Esporte e cidadania na sociedade brasileira
Enviada em 22/10/2021
Em várias civilizações antigas, a prática esportiva é acometida sobre os mais variados conceitos. Os Incas, por exemplo, usam o esporte como um ato de adoração divina. Já os Grego, por vez, corno uma celebração das estações do ano. No Brasil, o esporte é tido como ferramenta de inclusão social, todavia o atual cenário do país, torna-se totalmente distópico daquele retratado nas civilizações antigas, uma vez que o fator financeiro somado a negligência do estado, corroboram para acentuar a ilusória cidadania-desporto, ainda há a condições desiguais fruto da desigualdade social.
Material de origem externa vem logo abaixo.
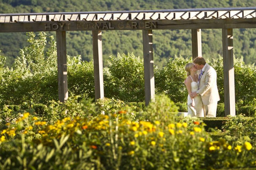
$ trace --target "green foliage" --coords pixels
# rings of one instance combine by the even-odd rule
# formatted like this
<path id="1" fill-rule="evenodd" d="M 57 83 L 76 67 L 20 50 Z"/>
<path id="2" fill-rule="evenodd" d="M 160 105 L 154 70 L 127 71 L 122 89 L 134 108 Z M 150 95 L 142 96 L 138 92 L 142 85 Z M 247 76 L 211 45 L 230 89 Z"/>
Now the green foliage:
<path id="1" fill-rule="evenodd" d="M 156 74 L 156 91 L 163 93 L 174 102 L 184 102 L 187 100 L 187 91 L 184 83 L 186 72 L 184 67 L 192 59 L 175 56 L 166 63 L 163 69 Z"/>
<path id="2" fill-rule="evenodd" d="M 216 117 L 224 117 L 225 116 L 225 105 L 223 103 L 218 103 L 217 105 L 217 110 L 216 112 Z"/>
<path id="3" fill-rule="evenodd" d="M 8 105 L 8 108 L 14 112 L 17 112 L 21 109 L 19 105 Z"/>
<path id="4" fill-rule="evenodd" d="M 47 108 L 46 105 L 43 104 L 39 103 L 33 105 L 33 108 L 35 110 L 35 112 L 40 115 L 45 114 L 45 110 Z"/>
<path id="5" fill-rule="evenodd" d="M 187 112 L 187 102 L 178 102 L 175 103 L 175 105 L 179 107 L 179 112 Z"/>
<path id="6" fill-rule="evenodd" d="M 142 102 L 145 99 L 143 62 L 133 53 L 118 54 L 110 56 L 108 62 L 113 81 L 107 97 L 114 97 L 127 101 Z"/>
<path id="7" fill-rule="evenodd" d="M 151 102 L 146 107 L 146 119 L 151 122 L 158 120 L 162 123 L 173 122 L 178 108 L 167 96 L 156 96 L 155 101 Z M 173 112 L 173 113 L 171 113 Z"/>
<path id="8" fill-rule="evenodd" d="M 242 106 L 240 108 L 238 114 L 243 114 L 246 116 L 251 116 L 255 114 L 255 107 L 253 106 Z"/>

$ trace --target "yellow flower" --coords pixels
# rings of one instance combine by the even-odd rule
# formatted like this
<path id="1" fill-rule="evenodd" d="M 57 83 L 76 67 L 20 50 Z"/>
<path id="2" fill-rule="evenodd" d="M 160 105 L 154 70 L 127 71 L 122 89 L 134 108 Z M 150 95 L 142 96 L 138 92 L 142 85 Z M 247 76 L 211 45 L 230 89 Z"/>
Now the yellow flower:
<path id="1" fill-rule="evenodd" d="M 189 133 L 191 135 L 194 135 L 195 134 L 195 132 L 190 132 L 190 133 Z"/>
<path id="2" fill-rule="evenodd" d="M 251 146 L 251 143 L 248 142 L 246 142 L 244 144 L 244 146 L 245 147 L 245 148 L 246 149 L 246 150 L 248 151 L 251 150 L 253 147 Z"/>
<path id="3" fill-rule="evenodd" d="M 2 136 L 1 137 L 1 139 L 0 140 L 1 140 L 1 142 L 3 142 L 5 140 L 5 137 L 4 136 Z"/>
<path id="4" fill-rule="evenodd" d="M 136 126 L 133 126 L 133 127 L 132 128 L 132 129 L 133 130 L 135 131 L 137 131 L 137 127 Z"/>
<path id="5" fill-rule="evenodd" d="M 164 133 L 163 132 L 159 132 L 159 133 L 158 133 L 158 135 L 159 135 L 159 137 L 160 137 L 161 138 L 163 136 L 163 135 L 164 134 Z"/>
<path id="6" fill-rule="evenodd" d="M 45 131 L 44 130 L 39 130 L 38 131 L 38 133 L 41 134 L 42 134 L 43 133 L 45 133 Z"/>
<path id="7" fill-rule="evenodd" d="M 153 145 L 153 146 L 154 146 L 155 145 L 155 142 L 154 141 L 151 141 L 151 144 Z"/>
<path id="8" fill-rule="evenodd" d="M 74 126 L 74 124 L 73 123 L 71 123 L 67 125 L 66 127 L 67 128 L 71 128 Z"/>
<path id="9" fill-rule="evenodd" d="M 202 129 L 200 128 L 195 127 L 194 128 L 194 131 L 197 132 L 201 132 L 202 131 Z"/>
<path id="10" fill-rule="evenodd" d="M 2 131 L 2 132 L 1 133 L 1 134 L 4 134 L 6 132 L 6 130 L 5 129 L 4 130 L 3 130 L 3 131 Z"/>
<path id="11" fill-rule="evenodd" d="M 174 134 L 174 130 L 173 129 L 169 129 L 168 130 L 168 131 L 169 131 L 169 132 L 172 135 Z"/>
<path id="12" fill-rule="evenodd" d="M 158 120 L 157 120 L 155 121 L 155 124 L 157 125 L 159 125 L 160 124 L 160 122 Z"/>
<path id="13" fill-rule="evenodd" d="M 134 154 L 134 151 L 130 151 L 130 152 L 128 152 L 128 155 L 133 155 Z"/>
<path id="14" fill-rule="evenodd" d="M 131 145 L 134 145 L 135 144 L 135 142 L 134 141 L 131 141 L 130 142 L 130 144 Z"/>
<path id="15" fill-rule="evenodd" d="M 237 151 L 238 152 L 241 152 L 242 151 L 241 150 L 242 147 L 240 145 L 237 145 L 237 146 L 235 147 L 235 150 Z"/>
<path id="16" fill-rule="evenodd" d="M 175 127 L 175 125 L 173 123 L 171 123 L 168 125 L 168 128 L 169 129 L 173 129 Z"/>
<path id="17" fill-rule="evenodd" d="M 210 147 L 209 148 L 209 150 L 210 151 L 214 151 L 215 150 L 215 147 L 213 146 L 210 146 Z"/>
<path id="18" fill-rule="evenodd" d="M 182 125 L 183 127 L 186 128 L 187 127 L 187 124 L 186 122 L 184 122 L 182 124 Z"/>
<path id="19" fill-rule="evenodd" d="M 177 123 L 177 124 L 176 124 L 176 126 L 177 126 L 177 128 L 181 128 L 181 126 L 182 126 L 182 124 L 180 123 Z"/>
<path id="20" fill-rule="evenodd" d="M 205 139 L 203 138 L 199 138 L 199 140 L 202 142 L 204 142 Z"/>
<path id="21" fill-rule="evenodd" d="M 144 135 L 146 135 L 146 134 L 147 134 L 147 132 L 146 131 L 145 131 L 145 130 L 144 130 L 144 131 L 143 131 L 142 132 L 142 133 L 143 134 L 144 134 Z"/>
Em primeira análise é possível perceber a condição financeira como um agente de exclusão social. Isso se nota, tanto em espaços como clubes esportivos, quanto em atividades das quais somente o dinheiro permite acesso, como a esgrima, a canoagem e o polo. Além disso, a oportunidade de fazer do esporte um meio de vida no Brasil, entra em contradição em relação a arquitetura “mono esportista” que prioriza o futebol em detrimento de outros esportes, assim como o fator financeiro que alguns atletas de baixa renda enfrentam para se sustentar e competir nacional e internacionalmente, além de não terem acesso a lugares com boa estrutura para praticar o esporte, o que evidencia descaso e retirada do direito à cidadania dessas pessoas. Ademais, cabe ressaltar que durante o período do Brasil Império, o esporte era incentivado apenas para as elites, sendo um artefato de segregação social. Em analogia, atualmente, o esporte ainda não inclui totalmente grupos como os deficientes físicos com menor poder aquisitivo, pois faltam ferramentas para incluir estes indivíduos na prática esportiva, como quadras, redes e bolas adaptadas. Segundo o escritor Darcy Ribeiro, “O Brasil, último país a abolir a escravidão “, possui uma herança negativa,o que torna a classe dominante gozar da maioria dos direitos reforçando assim ,a desigualde. Fazendo alusão a essa afirmação,é notório que a cidadania ainda é restrita visto que ,na sociedade atual, pessoas mais pobres não possuem acesso garantido ao lazer e quando possuem são em ambientes precários sem o auxílio de profissionais.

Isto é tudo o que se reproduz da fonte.